The tirade lasted for less than a minute, but damaged her reputation far more than she could have guessed. Instead, she paced her empty office for the last time, thinking hard about that tirade, that one minute, that lead her here.

As she stretched back, further and further in her own mind, thoughts whizzed by at breakneck speed. She frowned. Had it all lead to this? Was all of it for nothing? She thought back to the very beginning, and winced. What she had come into was nothing like what she was leaving. She had done some good here, hadn’t she?

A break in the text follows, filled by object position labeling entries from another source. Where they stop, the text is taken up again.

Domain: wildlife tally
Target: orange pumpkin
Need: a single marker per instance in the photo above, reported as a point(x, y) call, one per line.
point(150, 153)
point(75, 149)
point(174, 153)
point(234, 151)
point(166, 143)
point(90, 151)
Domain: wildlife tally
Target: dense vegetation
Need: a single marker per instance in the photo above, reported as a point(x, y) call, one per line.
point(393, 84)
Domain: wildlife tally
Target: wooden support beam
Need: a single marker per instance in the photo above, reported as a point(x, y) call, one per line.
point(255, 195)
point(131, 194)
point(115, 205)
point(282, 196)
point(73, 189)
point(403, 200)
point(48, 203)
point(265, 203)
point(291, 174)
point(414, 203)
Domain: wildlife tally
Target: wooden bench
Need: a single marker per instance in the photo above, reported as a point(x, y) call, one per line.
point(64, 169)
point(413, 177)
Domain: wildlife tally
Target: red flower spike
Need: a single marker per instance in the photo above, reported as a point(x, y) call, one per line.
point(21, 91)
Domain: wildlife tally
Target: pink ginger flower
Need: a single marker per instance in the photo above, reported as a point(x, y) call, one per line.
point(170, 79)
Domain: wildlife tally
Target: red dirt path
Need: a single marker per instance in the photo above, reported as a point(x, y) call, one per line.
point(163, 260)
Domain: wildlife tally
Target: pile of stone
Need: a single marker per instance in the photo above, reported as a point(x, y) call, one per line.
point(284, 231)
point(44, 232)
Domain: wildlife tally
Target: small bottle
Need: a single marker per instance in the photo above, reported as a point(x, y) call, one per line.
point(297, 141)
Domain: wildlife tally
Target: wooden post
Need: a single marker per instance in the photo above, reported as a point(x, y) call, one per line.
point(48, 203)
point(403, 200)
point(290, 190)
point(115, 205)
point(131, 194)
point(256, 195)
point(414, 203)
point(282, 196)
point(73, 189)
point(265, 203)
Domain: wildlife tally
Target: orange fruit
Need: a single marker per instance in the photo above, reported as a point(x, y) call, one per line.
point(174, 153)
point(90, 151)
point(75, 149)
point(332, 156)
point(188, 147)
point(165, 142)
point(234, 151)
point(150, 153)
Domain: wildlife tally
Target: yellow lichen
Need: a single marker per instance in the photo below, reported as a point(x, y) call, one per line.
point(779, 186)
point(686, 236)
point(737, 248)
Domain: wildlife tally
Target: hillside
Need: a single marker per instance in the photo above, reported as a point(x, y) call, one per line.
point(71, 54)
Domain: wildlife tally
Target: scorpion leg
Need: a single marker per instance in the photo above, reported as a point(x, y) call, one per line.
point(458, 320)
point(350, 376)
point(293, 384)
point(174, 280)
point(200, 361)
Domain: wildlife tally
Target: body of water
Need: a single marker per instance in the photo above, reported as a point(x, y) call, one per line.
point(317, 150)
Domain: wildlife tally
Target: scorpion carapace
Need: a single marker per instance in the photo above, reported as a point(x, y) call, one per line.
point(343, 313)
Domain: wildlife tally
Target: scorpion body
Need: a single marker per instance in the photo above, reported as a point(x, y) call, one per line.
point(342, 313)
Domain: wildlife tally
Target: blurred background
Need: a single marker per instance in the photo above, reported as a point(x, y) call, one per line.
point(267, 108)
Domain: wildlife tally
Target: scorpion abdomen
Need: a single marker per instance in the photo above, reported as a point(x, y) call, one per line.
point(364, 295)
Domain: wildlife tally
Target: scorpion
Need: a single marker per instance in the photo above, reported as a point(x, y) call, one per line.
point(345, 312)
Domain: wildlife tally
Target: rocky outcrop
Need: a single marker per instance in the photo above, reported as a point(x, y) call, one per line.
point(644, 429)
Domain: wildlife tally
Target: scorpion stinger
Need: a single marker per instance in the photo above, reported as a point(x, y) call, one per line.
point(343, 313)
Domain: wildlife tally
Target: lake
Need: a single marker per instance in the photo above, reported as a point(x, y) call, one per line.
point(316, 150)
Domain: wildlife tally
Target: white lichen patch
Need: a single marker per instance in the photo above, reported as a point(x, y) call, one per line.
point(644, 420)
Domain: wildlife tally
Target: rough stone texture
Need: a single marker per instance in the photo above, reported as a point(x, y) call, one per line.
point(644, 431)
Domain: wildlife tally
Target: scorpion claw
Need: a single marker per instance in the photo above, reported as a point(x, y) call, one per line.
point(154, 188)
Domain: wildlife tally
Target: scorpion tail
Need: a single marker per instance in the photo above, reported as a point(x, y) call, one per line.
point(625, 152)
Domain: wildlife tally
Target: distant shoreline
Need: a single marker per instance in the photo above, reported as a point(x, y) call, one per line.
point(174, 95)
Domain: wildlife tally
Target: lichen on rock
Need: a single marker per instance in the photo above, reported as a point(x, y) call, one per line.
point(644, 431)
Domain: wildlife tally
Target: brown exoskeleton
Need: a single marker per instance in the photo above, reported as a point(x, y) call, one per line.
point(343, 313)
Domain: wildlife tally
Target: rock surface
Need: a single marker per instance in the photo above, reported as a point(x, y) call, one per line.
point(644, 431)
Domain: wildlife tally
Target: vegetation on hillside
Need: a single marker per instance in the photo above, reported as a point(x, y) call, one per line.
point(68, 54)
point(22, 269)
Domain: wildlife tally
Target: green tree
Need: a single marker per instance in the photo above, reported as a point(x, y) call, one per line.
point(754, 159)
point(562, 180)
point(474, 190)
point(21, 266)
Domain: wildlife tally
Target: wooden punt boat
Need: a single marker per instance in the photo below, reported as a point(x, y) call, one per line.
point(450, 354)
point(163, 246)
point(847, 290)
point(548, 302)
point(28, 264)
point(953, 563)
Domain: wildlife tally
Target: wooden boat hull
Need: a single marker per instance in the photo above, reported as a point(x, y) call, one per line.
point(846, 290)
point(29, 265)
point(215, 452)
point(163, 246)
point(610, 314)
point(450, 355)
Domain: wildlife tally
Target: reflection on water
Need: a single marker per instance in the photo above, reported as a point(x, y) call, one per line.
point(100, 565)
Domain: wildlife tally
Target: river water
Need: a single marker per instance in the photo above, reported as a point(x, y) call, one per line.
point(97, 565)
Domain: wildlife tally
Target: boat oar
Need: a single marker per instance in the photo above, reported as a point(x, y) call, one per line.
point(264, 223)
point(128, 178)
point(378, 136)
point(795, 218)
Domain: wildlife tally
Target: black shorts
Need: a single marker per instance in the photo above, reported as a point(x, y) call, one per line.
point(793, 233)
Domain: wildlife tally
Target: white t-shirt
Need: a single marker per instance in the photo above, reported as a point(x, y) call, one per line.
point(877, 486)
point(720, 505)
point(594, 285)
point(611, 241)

She hefted the last box and left the room, leaving the door wide open. She tried to pretend she didn’t really care about the office after she left, but she had spent so many hours of her life there. So many hours she could have spent in a sunny spot somewhere else.

The grief rushed in later, when her girls were in bed, and it was just the quiet of the house. It was then that she realized she had been sitting on her couch, in front of a black television set. “Well, shit.” She muttered, standing up. A plate that had been on her lap fell to the floor, bouncing gently on the plush carpeting. She watched it bounce in surprise. She didn’t remember eating anything.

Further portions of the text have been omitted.